In Virginia, child support enforcement services are provided by the local child support enforcement agency (DCSE). Payments are made to families by direct deposit or via mail.
The DCSE can enforce a support order by:
- Withholding income from a parent’s wages, social security, unemployment, worker’s compensation or veterans disability compensation.
- Placing liens on a parent’s real or personal property.
- Garnishing state and federal tax refunds.
- Withhold child support from a paycheck or from unemployment benefits.
- Garnish worker’s compensation benefits.
- Suspending driving, occupational, sporting and/or recreational licenses (If behind 90 days or more in payments).
- Credit bureau reports.
- Bench warrants for arrest.
- Passport Denial.
- File contempt of court actions, which could result in a jail sentence.
In accordance to the laws of Virginia, a juvenile maintenance order is an official government document that states who must pay for the basic support and medical care of children. In ordinary circumstances, the “noncustodial” parent, meaning, the parent who spends less time with the children, must make regularly scheduled juvenile maintenance payments to the “custodial” parent (the caretaker who takes care of the children the majority of the time).
This way, both parents are paying a fair share of the children’s expenses.
Many couples who split up are able to reach an informal agreement about juvenile maintenance. Sometimes, these agreements are written, and sometimes, they’re just spoken. But these kinds of informal agreements are not enough to give the courts or a state agency the power to go after delinquent, or “deadbeat” parents, who don’t pay juvenile maintenance. The courts and state agencies can’t do anything unless there is a written, official order. It’s critical to make sure that an informal agreement is also incorporated (merged) into a formal court order.
If you and your ex can’t agree about juvenile maintenance, then you will have to go to court, file a request for juvenile maintenance, and ask a judge to give you an order that establishes the amount and frequency of maintenance payments as per the laws of Virginia.

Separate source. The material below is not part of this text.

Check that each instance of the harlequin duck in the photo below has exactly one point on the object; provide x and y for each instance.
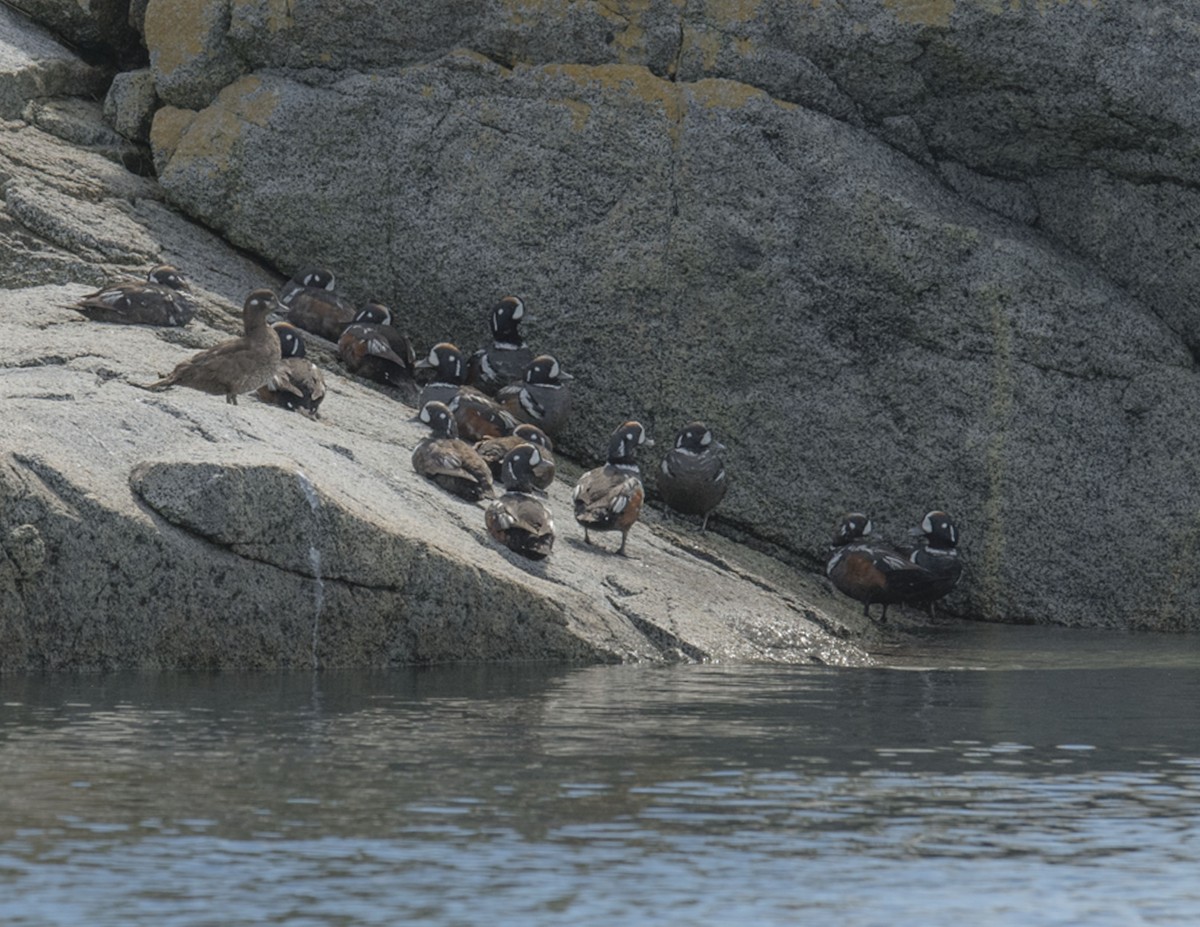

Once there is a juvenile maintenance order in place, everyone has to abide by it. If the noncustodial parent doesn’t make payments in accordance with the order, then the custodial parent has a variety of options for enforcing the order and collecting past-due support.
If a parent is having problems making payments, he or she should contact the court immediately. The parent can always seek to modify their existing support order. This will require going back to court and explaining to the judge why you can’t make your payments. Only a judge can change the amount you owe under a support order. Courts typically review support orders every 36 months.
Criminal Prosecution in Virginia
In Virginia, if the court decides the non-custodial parent could pay some or all of the amount owed, the payer can be held in contempt. Penalties for contempt may include any of the enforcement methods listed above (like suspending a driver’s license), plus fines, jail time, and other penalties. Additionally, the non-paying can be charged with a misdemeanor or felony and face jail or prison time.